According to Nieman, the increase in the technology market has been a visible trend lately. Technology-based companies are booming—they have expanded and grown rapidly, they are also receiving more funding. These tend to be a mix of companies that combine both creativity and technology.

Another observation is the transformation of office space. Lirtzman believes the way tenants use space has changed in the last year, whether they are tech, an open call center, or a traditional office.

“No matter how it’s designed, people are thinking more of a collaboration,” he said. “As a result, sizes are shrinking. The design is much more conscious of how people work together and collaborate.”

This includes changing around the furniture so participants are able to see better, and these days, people are getting grouped together by their divisions instead of seniority. This makes it easier for the teams to collaborate when everyone is nearby. In addition, amenities are also being used for collaborative space. Kitchens and reception areas are now more commonly utilized as a place for a meeting.

Nieman sees that a change in space within established offices—financial, consulting or law firms—are all doing a densification. They are fitting more people into less space and attempting to take less space if they renew or move.

D’Arcy has been seeing this, too. He said in densification, tenants are relocating and renewing in less space, yet the market still has positive absorption. This means that there is a lot more absorption taking place than it is showing in the numbers.

He explained it like this.
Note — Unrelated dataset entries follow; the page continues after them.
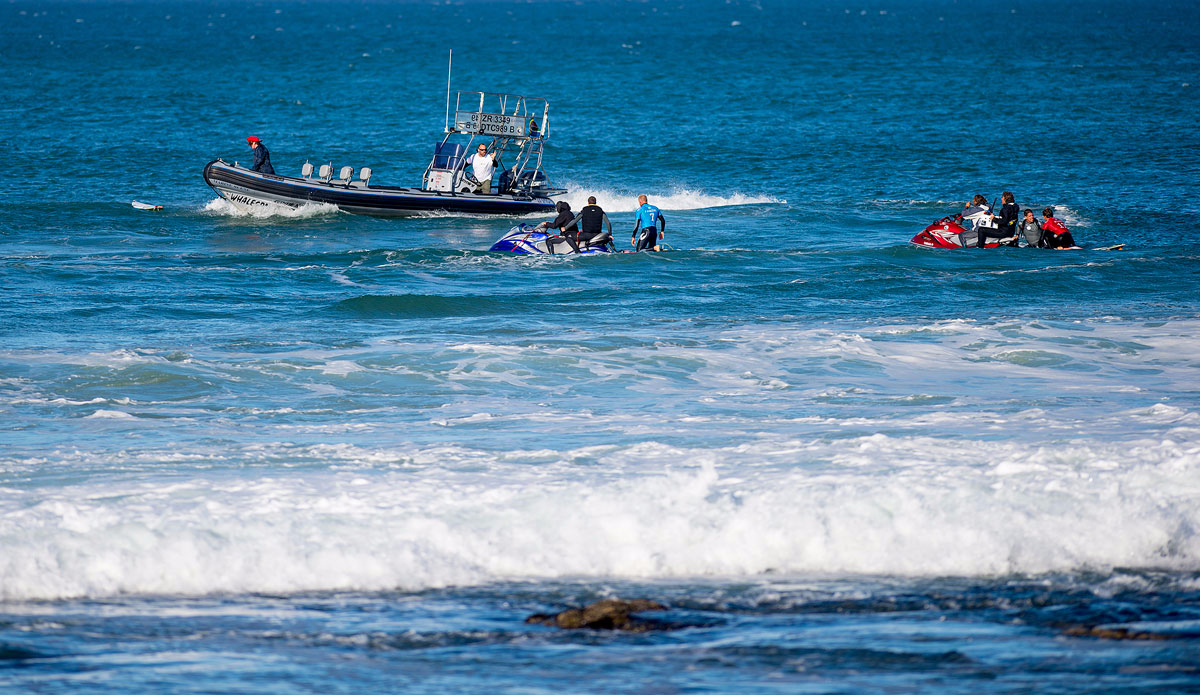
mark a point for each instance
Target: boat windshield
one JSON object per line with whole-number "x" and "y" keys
{"x": 514, "y": 127}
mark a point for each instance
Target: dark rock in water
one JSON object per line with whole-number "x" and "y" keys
{"x": 606, "y": 615}
{"x": 1114, "y": 633}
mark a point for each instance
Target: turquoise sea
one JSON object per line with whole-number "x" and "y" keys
{"x": 318, "y": 453}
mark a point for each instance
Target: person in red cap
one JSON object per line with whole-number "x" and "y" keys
{"x": 262, "y": 157}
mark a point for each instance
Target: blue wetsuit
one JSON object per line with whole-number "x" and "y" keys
{"x": 648, "y": 219}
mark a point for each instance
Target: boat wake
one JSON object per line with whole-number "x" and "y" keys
{"x": 678, "y": 198}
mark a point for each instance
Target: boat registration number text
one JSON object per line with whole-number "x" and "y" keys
{"x": 490, "y": 124}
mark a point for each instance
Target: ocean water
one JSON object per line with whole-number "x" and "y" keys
{"x": 318, "y": 453}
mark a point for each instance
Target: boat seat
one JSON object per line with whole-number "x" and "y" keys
{"x": 448, "y": 156}
{"x": 364, "y": 178}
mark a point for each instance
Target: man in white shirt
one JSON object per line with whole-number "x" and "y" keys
{"x": 483, "y": 166}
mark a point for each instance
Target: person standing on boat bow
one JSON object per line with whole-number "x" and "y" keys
{"x": 648, "y": 220}
{"x": 262, "y": 157}
{"x": 483, "y": 166}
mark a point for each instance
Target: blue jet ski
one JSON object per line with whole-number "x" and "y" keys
{"x": 534, "y": 240}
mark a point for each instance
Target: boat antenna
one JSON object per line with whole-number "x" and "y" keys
{"x": 449, "y": 65}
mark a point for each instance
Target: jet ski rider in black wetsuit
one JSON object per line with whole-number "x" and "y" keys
{"x": 591, "y": 220}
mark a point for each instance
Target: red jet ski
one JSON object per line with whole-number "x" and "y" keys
{"x": 949, "y": 233}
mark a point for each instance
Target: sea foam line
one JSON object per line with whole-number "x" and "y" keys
{"x": 874, "y": 504}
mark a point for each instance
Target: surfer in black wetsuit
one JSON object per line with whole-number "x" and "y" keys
{"x": 591, "y": 221}
{"x": 1032, "y": 232}
{"x": 262, "y": 157}
{"x": 1007, "y": 217}
{"x": 564, "y": 223}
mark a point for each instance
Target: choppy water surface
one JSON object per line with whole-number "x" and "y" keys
{"x": 316, "y": 451}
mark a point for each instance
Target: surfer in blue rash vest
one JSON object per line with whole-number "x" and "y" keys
{"x": 651, "y": 222}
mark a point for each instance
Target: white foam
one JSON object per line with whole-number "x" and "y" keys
{"x": 222, "y": 207}
{"x": 874, "y": 504}
{"x": 111, "y": 414}
{"x": 678, "y": 198}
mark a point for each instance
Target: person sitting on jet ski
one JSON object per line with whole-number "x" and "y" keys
{"x": 1059, "y": 235}
{"x": 978, "y": 213}
{"x": 1032, "y": 232}
{"x": 564, "y": 222}
{"x": 1007, "y": 219}
{"x": 589, "y": 220}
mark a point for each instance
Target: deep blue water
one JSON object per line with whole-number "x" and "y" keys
{"x": 324, "y": 453}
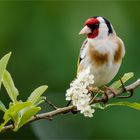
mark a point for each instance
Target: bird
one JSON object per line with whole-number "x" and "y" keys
{"x": 102, "y": 51}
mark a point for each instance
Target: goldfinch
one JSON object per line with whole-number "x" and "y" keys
{"x": 102, "y": 51}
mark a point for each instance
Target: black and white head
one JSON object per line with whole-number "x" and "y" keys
{"x": 97, "y": 28}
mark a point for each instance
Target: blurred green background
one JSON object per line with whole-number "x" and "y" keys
{"x": 43, "y": 37}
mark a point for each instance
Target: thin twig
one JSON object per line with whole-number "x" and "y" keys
{"x": 64, "y": 110}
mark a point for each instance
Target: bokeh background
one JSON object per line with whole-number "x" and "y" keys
{"x": 43, "y": 37}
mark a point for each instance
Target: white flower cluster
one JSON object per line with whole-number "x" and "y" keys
{"x": 78, "y": 93}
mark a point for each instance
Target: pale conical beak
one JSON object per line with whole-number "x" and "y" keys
{"x": 85, "y": 30}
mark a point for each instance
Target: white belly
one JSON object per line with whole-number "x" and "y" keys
{"x": 105, "y": 73}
If many tenants are relocating or renewing in 10 percent to 15 percent less space on average, and yet the market can still record a positive absorption, then that says that if there wasn’t that densification taking place the net absorption would be higher.

“There’s a tipping point when you can’t compress anymore and when that cycle has run its course, what does that mean for net absorption?” D’Arcy asked.

IS DOWNTOWN OFFICE OVERSHADOWING SUBURBAN OFFICE?

Lately it seems that downtown office is overshadowing suburban office activity. Despite all the news of companies continuing to leave the suburbs, the market is actually seeing that there’s been an increase in demand, particularly for Class A buildings. In fact, a third quarter 2015 suburban market report by JLL shows that the strong absorption has led to a record low vacancy of 19.2 percent compared to 22.6 percent in 2014.

Leasing activity in the third quarter helped to break up several large blocks of available space in the suburbs, according to the report.

Today, the smaller towns house a lot of back office operations including accounting and support staff. Jeff Shay, senior vice president of Jones Lang LaSalle’s (JLL) suburban leasing team, confirmed that there continues to be positive absorption and while it’s nothing dramatic, they are positive steps.

Shay said owners are pushing rents in various submarkets, especially in Class A office spaces, as they become scarce.

The North market saw plenty of activity, though it remained fairly consistent. The JLL suburban office team noted that there have been several signed leases in the North compared to other submarkets that saw mid-sized deals.

“Certain submarkets have lower vacancy, so everyone’s recovering at the same level, some were hit harder like the Northwest submarket but they’re recovering at the same pace,” Shay added.

Two of the larger deals this year were Ingredion and Exelon Corporation recommitting to Westchester, Illinois for 10 years.

These days, many owners are reinvesting back in their assets, whether they are upgrading or retrofit to amenity packages that are being brought in. Investments are being put back in across the board to create attractive and vibrant office spaces.

So where does this leave us? Shay reassures that going forward, the future of suburban office looks healthy.

“We’re still optimistic,” he said. “If things continue the way they are going in the hiring and corporate results, we don’t have a big shoe to drop, we see continued positive movement. New sites are being marketed, absorbing vacancy continues across the board, investing…all continue in a positive direction.”